China has warned that protectionism and “bullying” were threatening the world order as President Xi Jinping met leaders at the G20 summit ahead of high-stakes talks with Donald Trump.
Xi met three of his African counterparts Friday morning on the sidelines of the G20 summit of major world economies, which opened in Osaka amid the U.S.-China trade war, geopolitical tensions, and divisions over climate change.
“All leaders in the meeting stressed that unilateralism, protectionism, and bullying practices are on the rise, posing severe threats to economic globalization and international order, and severe challenges to the external environment of developing countries,” Chinese foreign ministry official Dai Bing told reporters.
Dai said the meeting involved Xi, South African President Cyril Ramaphosa, Egyptian President Abdel Fattah al-Sisi, and Senegal President Macky Sall.
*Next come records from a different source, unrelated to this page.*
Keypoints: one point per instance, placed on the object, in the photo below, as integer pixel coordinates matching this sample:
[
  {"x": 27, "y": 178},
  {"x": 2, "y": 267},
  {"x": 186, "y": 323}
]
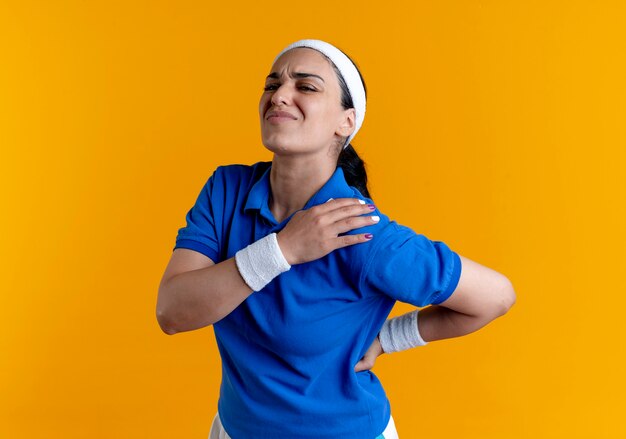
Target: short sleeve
[
  {"x": 200, "y": 233},
  {"x": 410, "y": 267}
]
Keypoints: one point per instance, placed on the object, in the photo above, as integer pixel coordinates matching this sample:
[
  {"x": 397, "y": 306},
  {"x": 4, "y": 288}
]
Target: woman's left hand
[{"x": 368, "y": 360}]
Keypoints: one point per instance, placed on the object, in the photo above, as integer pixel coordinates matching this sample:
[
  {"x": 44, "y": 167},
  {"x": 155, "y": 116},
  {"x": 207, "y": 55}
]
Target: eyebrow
[{"x": 274, "y": 75}]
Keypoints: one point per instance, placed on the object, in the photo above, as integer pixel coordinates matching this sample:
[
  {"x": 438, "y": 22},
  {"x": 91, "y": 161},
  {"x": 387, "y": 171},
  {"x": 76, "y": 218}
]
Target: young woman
[{"x": 297, "y": 270}]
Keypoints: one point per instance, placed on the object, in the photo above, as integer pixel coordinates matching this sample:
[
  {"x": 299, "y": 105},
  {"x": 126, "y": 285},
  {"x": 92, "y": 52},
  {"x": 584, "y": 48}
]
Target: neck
[{"x": 294, "y": 180}]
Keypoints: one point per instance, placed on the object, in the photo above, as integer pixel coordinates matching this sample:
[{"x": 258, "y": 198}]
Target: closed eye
[{"x": 271, "y": 87}]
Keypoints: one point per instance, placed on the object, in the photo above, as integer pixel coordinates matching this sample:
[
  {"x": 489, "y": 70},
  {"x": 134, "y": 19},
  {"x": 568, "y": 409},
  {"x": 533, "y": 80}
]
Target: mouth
[{"x": 280, "y": 116}]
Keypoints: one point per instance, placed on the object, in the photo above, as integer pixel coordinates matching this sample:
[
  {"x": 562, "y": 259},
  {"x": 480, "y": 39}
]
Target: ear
[{"x": 348, "y": 123}]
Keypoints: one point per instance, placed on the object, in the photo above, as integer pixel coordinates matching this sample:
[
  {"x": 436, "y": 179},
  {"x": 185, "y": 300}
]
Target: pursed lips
[{"x": 280, "y": 115}]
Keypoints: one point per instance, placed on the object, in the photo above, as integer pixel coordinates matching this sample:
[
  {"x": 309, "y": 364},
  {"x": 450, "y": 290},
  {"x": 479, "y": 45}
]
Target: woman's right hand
[{"x": 313, "y": 233}]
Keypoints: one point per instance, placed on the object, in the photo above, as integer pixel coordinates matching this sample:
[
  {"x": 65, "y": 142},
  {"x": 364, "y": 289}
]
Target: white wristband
[
  {"x": 261, "y": 261},
  {"x": 401, "y": 333}
]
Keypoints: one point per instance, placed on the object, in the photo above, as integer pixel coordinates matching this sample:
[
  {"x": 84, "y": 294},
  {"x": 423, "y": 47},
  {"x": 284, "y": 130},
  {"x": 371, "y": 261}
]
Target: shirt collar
[{"x": 335, "y": 187}]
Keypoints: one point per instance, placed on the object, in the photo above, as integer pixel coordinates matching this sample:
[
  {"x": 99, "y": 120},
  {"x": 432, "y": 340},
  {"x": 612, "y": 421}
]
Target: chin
[{"x": 282, "y": 146}]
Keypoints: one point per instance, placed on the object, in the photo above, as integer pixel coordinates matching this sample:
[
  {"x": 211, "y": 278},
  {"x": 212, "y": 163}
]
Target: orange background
[{"x": 497, "y": 127}]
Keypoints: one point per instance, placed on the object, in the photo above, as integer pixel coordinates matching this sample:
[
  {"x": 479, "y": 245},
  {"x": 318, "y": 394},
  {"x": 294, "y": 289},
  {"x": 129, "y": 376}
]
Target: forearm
[
  {"x": 438, "y": 322},
  {"x": 199, "y": 298}
]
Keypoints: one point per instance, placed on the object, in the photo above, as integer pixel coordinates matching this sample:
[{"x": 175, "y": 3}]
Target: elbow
[
  {"x": 165, "y": 323},
  {"x": 506, "y": 297}
]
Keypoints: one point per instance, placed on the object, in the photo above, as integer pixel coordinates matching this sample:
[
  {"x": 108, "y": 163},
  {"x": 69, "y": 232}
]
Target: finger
[
  {"x": 345, "y": 211},
  {"x": 353, "y": 223},
  {"x": 336, "y": 203},
  {"x": 346, "y": 240}
]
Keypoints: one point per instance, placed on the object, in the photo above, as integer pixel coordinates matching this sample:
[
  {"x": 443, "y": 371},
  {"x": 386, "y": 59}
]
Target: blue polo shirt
[{"x": 289, "y": 350}]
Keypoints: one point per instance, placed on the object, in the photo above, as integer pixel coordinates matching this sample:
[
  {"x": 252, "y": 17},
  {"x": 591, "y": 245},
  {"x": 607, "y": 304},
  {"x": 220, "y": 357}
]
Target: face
[{"x": 300, "y": 109}]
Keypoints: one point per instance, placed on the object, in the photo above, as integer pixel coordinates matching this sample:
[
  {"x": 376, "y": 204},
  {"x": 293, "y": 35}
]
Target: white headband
[{"x": 348, "y": 71}]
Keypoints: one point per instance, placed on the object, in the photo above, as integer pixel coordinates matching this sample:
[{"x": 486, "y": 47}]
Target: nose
[{"x": 281, "y": 95}]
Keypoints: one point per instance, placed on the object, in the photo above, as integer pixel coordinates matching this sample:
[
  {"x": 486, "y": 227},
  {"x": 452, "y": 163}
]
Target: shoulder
[
  {"x": 236, "y": 177},
  {"x": 237, "y": 171}
]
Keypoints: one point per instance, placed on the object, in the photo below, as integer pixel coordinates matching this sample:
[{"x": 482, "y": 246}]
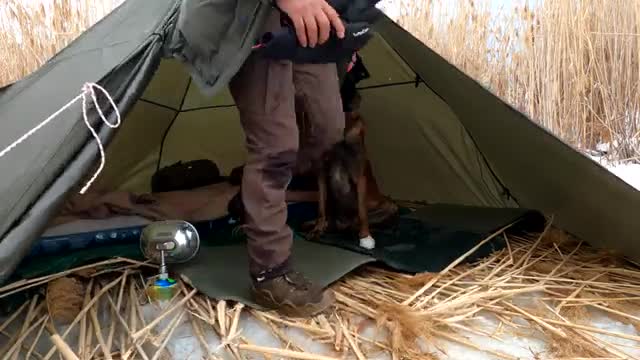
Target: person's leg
[
  {"x": 318, "y": 89},
  {"x": 263, "y": 91}
]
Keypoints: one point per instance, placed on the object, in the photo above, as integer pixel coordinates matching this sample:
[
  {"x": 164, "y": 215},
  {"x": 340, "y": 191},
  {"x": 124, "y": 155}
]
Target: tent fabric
[
  {"x": 121, "y": 52},
  {"x": 434, "y": 134}
]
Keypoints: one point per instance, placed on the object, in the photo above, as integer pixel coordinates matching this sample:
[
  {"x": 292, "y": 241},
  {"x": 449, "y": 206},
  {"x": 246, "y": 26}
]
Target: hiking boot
[{"x": 292, "y": 295}]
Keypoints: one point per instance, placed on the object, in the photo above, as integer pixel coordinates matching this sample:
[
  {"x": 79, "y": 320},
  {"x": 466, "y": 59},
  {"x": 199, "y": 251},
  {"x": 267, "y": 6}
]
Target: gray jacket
[{"x": 213, "y": 38}]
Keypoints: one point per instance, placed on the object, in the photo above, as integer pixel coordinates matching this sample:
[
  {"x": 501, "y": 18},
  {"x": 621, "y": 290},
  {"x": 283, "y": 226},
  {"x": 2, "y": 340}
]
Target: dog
[{"x": 342, "y": 184}]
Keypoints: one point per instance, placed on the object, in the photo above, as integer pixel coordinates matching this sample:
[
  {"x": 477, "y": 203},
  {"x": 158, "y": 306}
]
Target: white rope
[{"x": 87, "y": 88}]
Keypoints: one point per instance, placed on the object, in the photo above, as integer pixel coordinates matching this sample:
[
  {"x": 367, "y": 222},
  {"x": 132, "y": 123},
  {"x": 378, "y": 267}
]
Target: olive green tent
[{"x": 434, "y": 134}]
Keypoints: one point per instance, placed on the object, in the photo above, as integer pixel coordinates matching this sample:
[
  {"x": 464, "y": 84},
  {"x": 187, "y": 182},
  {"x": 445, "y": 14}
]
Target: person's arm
[{"x": 312, "y": 20}]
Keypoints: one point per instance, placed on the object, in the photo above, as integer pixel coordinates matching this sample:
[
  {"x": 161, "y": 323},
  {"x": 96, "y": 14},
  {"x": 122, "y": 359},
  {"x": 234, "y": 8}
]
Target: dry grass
[
  {"x": 32, "y": 32},
  {"x": 574, "y": 66},
  {"x": 525, "y": 299}
]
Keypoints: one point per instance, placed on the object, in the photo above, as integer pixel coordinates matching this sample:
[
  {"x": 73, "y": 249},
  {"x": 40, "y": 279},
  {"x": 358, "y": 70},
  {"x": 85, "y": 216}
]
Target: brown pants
[{"x": 265, "y": 93}]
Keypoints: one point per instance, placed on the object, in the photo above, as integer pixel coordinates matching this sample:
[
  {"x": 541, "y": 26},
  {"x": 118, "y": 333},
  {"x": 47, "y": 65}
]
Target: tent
[{"x": 435, "y": 134}]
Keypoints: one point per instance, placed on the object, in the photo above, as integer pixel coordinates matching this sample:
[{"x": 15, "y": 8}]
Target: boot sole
[{"x": 289, "y": 309}]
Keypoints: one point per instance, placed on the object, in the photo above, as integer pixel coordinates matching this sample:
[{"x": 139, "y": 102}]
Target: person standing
[{"x": 265, "y": 92}]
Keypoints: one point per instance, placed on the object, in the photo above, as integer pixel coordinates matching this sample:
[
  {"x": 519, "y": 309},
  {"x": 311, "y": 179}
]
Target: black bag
[{"x": 186, "y": 176}]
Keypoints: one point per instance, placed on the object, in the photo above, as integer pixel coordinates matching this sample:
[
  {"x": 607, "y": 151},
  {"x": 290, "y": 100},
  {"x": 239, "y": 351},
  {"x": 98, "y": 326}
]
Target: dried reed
[{"x": 536, "y": 284}]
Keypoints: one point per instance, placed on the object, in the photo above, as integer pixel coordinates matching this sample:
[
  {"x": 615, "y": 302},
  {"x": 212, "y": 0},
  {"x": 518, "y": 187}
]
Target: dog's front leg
[
  {"x": 366, "y": 241},
  {"x": 321, "y": 222}
]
President Trump: "The relationship is very good with China. As to whether or not we can make a deal, time will tell, but the relationship itself is really great. We had an amazing week. We have a very good friendship. We have a very, very good friendship." #G20 pic.twitter.com/nSoiceBkZh
— The Hill (@thehill) June 29, 2019
Although attributed to the four leaders, China’s characterization of the meeting used wording that Beijing typically wields to criticize the Trump administration, suggesting Xi may take a firm line into his Saturday meeting with the U.S. president. All eyes will be on whether the two leaders can agree to a truce in a trade dispute that has been damaging for the world economy.
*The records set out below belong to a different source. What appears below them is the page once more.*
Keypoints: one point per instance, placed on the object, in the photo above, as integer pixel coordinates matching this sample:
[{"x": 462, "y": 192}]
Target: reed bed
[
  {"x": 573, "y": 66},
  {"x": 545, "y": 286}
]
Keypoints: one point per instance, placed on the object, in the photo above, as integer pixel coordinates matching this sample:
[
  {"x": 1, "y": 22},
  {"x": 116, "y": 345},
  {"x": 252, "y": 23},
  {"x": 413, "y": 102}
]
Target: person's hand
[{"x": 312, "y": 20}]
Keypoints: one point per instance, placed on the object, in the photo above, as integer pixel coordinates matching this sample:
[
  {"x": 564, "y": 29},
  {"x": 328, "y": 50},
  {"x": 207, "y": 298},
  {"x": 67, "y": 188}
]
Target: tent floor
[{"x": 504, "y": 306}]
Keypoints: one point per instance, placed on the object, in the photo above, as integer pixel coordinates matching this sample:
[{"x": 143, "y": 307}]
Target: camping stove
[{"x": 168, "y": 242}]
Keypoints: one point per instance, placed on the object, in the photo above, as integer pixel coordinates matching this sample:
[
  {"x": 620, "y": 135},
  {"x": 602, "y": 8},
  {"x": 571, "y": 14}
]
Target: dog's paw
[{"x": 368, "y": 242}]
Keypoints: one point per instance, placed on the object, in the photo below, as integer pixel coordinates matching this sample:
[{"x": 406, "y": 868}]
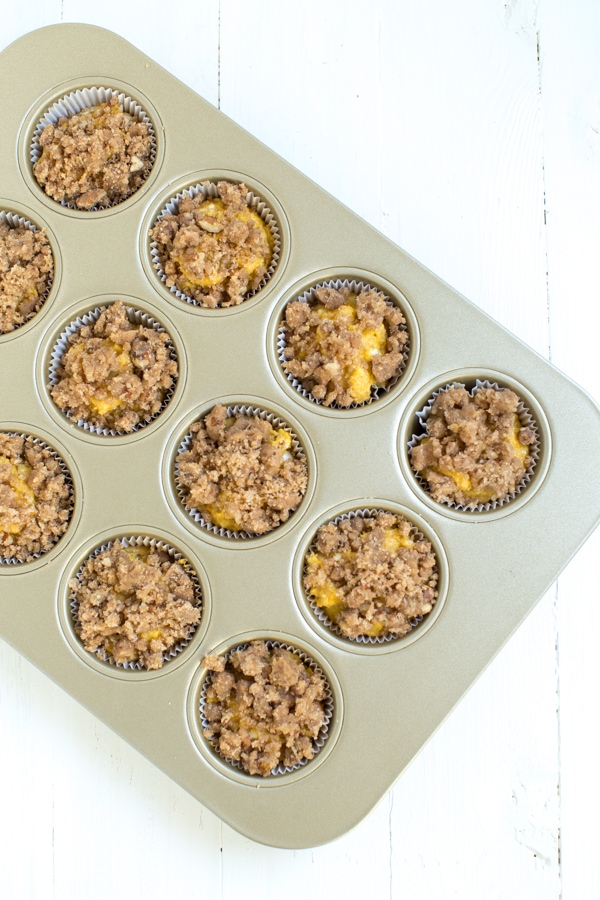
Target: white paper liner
[
  {"x": 136, "y": 317},
  {"x": 208, "y": 189},
  {"x": 74, "y": 103},
  {"x": 276, "y": 423},
  {"x": 14, "y": 221},
  {"x": 176, "y": 556},
  {"x": 526, "y": 420},
  {"x": 320, "y": 612},
  {"x": 328, "y": 705},
  {"x": 11, "y": 561},
  {"x": 356, "y": 287}
]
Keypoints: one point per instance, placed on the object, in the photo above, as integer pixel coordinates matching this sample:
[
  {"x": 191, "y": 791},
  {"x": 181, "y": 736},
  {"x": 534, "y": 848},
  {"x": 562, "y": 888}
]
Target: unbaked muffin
[
  {"x": 114, "y": 374},
  {"x": 241, "y": 473},
  {"x": 343, "y": 345},
  {"x": 264, "y": 707},
  {"x": 95, "y": 158},
  {"x": 35, "y": 498},
  {"x": 26, "y": 272},
  {"x": 134, "y": 604},
  {"x": 475, "y": 450},
  {"x": 371, "y": 575},
  {"x": 214, "y": 250}
]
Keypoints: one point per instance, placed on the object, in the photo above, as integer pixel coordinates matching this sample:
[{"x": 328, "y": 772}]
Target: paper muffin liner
[
  {"x": 275, "y": 422},
  {"x": 74, "y": 103},
  {"x": 12, "y": 561},
  {"x": 320, "y": 613},
  {"x": 136, "y": 317},
  {"x": 306, "y": 297},
  {"x": 176, "y": 556},
  {"x": 14, "y": 221},
  {"x": 208, "y": 190},
  {"x": 328, "y": 705},
  {"x": 525, "y": 418}
]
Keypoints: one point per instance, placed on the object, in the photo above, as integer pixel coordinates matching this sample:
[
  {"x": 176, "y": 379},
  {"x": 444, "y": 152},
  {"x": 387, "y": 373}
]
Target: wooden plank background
[{"x": 469, "y": 133}]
Before arriving in Japan, Trump had said China was eager for a truce because its economy was “going down the tubes” and appeared to threaten another $325 billion in tariffs in addition to the $200 billion Washington has already imposed. But Trump largely held his tongue Friday as official summit events got underway.
Efforts by the rivals to reach a trade deal fell apart in May, putting a heavy focus on Osaka and Saturday’s encounter. Experts believe there is little chance of a full deal at the G20, saying the best hope is for a truce that would avoid Washington imposing new tariffs and ramping up the conflict. But even a truce is not guaranteed, with the Wall Street Journal reporting Thursday that Beijing will not agree to any deal unless Washington lifts its ban on Chinese telecoms firm Huawei.